Fin de vie

Euthanasie : la revendication de sénateurs en temps de crise sanitaire

Euthanasie : la revendication de sénateurs en temps de crise sanitaire 1 décembre 2020
Euthanasie

Euthanasie : la revendication de sénateurs en temps de crise sanitaire – Le 17 novembre, la Présidence du Sénat enregistrait une proposition de loi visant établir « le droit à mourir dans la dignité ». Déposée à l’initiative de la sénatrice de Paris membre du groupe Socialiste, Écologiste et Républicain, Marie-Pierre de La Gontrie, la proposition signée de 49 sénateurs[1] paraît incongrue en un temps où tout semble sacrifié, dans un contexte de pandémie, à la préservation de la vie (cf. « Faire de la santé la valeur suprême, c’est du nihilisme sanitaire »). Pourtant, c’est en référence à ce contexte, invoqué dans l’exposé des motifs, qu’elle semble avoir été suggérée : « Comme nous le rappelle régulièrement l’actualité, nombreuses sont les personnes qui décèdent encore à l’hôpital dans des conditions souvent très éloignées de ce qu’elles avaient espérées ».

Partant du constat que « l’accès aux soins palliatifs reste également imparfait » (cf. Soins palliatifs en France : encore de grandes disparités entre les régions), la proposition de loi est motivée par le « souhait partagé par la quasi-totalité » des Français de « bénéficier d’une fin de vie apaisée et digne ». Mais cette fin de vie apaisée, ce désir légitime, implique-t-il dans l’esprit des Français une mort provoquée ?

Si la Sénatrice affiche une préoccupation pour l’accès aux soins palliatifs qu’elle ambitionne de rendre « universel » dans son article 9, il est regrettable qu’elle estime que la seule réponse urgente à ce désir prenne la forme d’une euthanasie.

Avortement, euthanasie : des arguments interchangeables ?

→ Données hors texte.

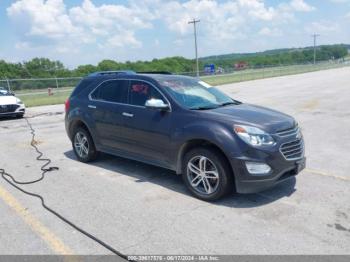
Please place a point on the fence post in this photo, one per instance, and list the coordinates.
(8, 85)
(56, 82)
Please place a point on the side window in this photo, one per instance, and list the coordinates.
(112, 91)
(140, 92)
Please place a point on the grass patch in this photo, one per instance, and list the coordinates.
(44, 99)
(253, 74)
(39, 97)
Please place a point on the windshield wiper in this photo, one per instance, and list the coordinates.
(203, 107)
(230, 103)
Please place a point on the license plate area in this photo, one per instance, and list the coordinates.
(300, 165)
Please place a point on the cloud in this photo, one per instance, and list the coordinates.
(301, 6)
(266, 31)
(114, 25)
(325, 27)
(117, 29)
(340, 1)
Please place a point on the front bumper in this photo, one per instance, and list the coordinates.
(282, 168)
(247, 183)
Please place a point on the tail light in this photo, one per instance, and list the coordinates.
(67, 105)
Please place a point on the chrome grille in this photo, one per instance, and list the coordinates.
(293, 150)
(8, 108)
(288, 132)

« Dans l’état du droit actuel, de nombreuses personnes sont amenées à partir à l’étranger, quand elles en ont les moyens, pour y terminer leur vie conformément à leurs souhaits. » Une situation qui conduirait « à des inégalités considérables face à la fin de vie », selon ces sénateurs. Autre sujet, mêmes arguments. C’est en effet l’« obligation » de se rendre à l’étranger qui est régulièrement brandie pour justifier l’allongement du délai autorisé pour recourir à l’avortement (cf. IVG: la Commission des affaires sociales valide un allongement du délai légal à 14 semaines).